The patient underwent adrenalectomy, and the mass was resected in one piece. Histopathological examination revealed oncocytic variant ACC with a weight of 50 g and a volume of 2 cm3. Histologically, the surgical border of the tumor, which was limited to the adrenal gland and capsule of the adrenal gland was intact. Neoplastic tissue had an expansile pattern. Normal adrenocortical cell components were seen in some sections and mixed with neoplastic cells. Retroperitoneal lymph node involvement and vascular invasion were not seen. Immunohistochemical analysis was positive for adrenal cortical specific markers ”MART-1 and inhibin”, neuroendocrine and adrenal medulla/cortex marker “synaptophysin”, and negative for adrenal medulla stain “chromogranin” and marker of Schwann cell “solubility in 100% saturated ammonium sulfate at neutral pH (S100)”, and renal epithelial marker “epithelial membrane antigen (EMA)”. The Ki-67 proliferation index was 10%. Twenty mitoses were counted per 50 high power fields with the help of cell proliferation marker “Phospho-Histone H3 (PHH3)” (Figure 1). Serum total testosterone, androstenedione and DHEA-SO4 levels decreased to <10 ng/mL, <0.3 ng/mL and 102 mcg/dL at the 12th postoperative hour and <10 ng/mL, <0.3 ng/mL and 57 mcg/dL at the 24th postoperative hour (Table 1).

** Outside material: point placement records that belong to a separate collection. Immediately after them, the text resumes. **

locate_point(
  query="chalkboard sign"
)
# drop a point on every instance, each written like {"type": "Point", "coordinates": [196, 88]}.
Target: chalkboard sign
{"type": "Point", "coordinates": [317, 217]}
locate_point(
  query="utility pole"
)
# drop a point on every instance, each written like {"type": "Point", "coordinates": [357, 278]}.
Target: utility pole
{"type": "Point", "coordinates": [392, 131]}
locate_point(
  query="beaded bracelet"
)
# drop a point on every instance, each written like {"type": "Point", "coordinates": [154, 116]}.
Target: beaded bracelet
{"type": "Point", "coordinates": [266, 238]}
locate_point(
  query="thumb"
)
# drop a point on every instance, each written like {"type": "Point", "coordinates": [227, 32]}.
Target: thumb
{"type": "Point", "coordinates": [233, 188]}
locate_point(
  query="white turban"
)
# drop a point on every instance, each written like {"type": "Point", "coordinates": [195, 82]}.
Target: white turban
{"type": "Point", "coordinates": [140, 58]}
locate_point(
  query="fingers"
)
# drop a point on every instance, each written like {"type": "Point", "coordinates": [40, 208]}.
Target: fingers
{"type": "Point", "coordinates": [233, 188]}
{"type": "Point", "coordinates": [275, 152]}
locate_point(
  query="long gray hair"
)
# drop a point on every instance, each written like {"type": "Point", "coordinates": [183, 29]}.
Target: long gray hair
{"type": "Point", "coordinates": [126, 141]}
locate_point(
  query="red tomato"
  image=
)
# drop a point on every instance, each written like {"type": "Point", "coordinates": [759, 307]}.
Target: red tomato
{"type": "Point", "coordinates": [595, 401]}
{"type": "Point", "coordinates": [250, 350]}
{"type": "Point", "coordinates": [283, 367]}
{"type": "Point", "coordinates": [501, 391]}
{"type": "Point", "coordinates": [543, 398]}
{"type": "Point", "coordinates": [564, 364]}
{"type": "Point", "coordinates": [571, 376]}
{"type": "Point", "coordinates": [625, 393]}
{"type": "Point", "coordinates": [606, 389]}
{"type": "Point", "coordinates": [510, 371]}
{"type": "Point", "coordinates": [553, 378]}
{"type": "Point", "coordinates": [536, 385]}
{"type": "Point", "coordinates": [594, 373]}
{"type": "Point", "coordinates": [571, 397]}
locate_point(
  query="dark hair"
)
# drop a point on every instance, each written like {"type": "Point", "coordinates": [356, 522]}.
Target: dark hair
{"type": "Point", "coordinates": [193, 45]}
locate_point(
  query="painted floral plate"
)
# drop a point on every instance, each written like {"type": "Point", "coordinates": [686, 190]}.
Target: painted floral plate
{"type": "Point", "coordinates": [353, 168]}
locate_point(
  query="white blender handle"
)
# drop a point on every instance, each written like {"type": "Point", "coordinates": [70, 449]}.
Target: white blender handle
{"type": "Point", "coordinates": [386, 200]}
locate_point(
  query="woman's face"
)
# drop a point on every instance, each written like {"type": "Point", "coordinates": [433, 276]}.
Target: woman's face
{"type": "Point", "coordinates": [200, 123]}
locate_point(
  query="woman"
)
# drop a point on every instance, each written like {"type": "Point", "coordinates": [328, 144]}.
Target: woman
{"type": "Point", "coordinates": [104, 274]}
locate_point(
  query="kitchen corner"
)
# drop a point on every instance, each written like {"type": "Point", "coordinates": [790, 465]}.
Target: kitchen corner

Positron emission tomography (PET)-CT and thoraco-abdominal CT were reported normal as part of the staging workup. Staging of this oncocytic variant ACC, according to the Children’s Oncology Group (7) classification was evaluated as stage 1. No further therapy was planned due to the group 1 staging (complete resection and tumor volume <200 cm3 and negative markers after surgery) according to TREP (Rare Tumors in Pediatric Age) (8). No further medical treatment was given to the patient. He was followed-up closely with physical examination and USG.

Evaluation After Relapse

Three months after adrenalectomy, the child represented with swelling of the left leg with a few weeks of history. A painless, immobile, rough, 6x8 cm swelling between the proximal anteroposterior femoral and the inguinal region was detected. MRI scanning revealed 9x4x3.5 cm mass, which was isointense with muscle in T1, hyperintense in T2 images with dense contrast enhancement. The mass compressed to the superficial femoral vein and surrounded the femoral artery for 200/360 degrees. A tru-cut biopsy was performed. The pathology result was reported as compatible with metastasis of oncocytic variant ACC without immunohistochemistry. After extensive resection of the mass, histopathological examination revealed embryonal RMS, which was 8.5x5x4 cm, with a grey-white color, and solid (Figure 2). Histologically, the surgical border of the tumor, which was limited to muscle was intact with 5% focal necrosis. Lymphovascular invasion was not detected. Immunohistochemical analysis was positive for desmin, Myo-D1, and muscle-specific-actin. MART-1, synaptophysin, S100, inhibin, chromogranin, CK7, CK20, MPO, and EMA were negative. The Ki-67 proliferation index was 70% (Figure 2). PET-CT and thoraco-abdominal CT evaluation were found to all be normal as part of the staging workup. Lymph node and pulmonary involvement were not detected. The extent of the RMS was defined according to the Intergroup RMS study (IRS) 3 staging system. The patient was evaluated as pretreatment stage 3, postoperative group 1, and low subset B risk.

Genetic Evaluation

A pedigree chart was made. No consanguinity was present. Karyotype analysis of the patient was normal (46; XY). Testing for tumor protein (TP53) variant by DNA sequence analysis was positive in the peripheral blood sample, but fluorescence in situ hybridization was negative.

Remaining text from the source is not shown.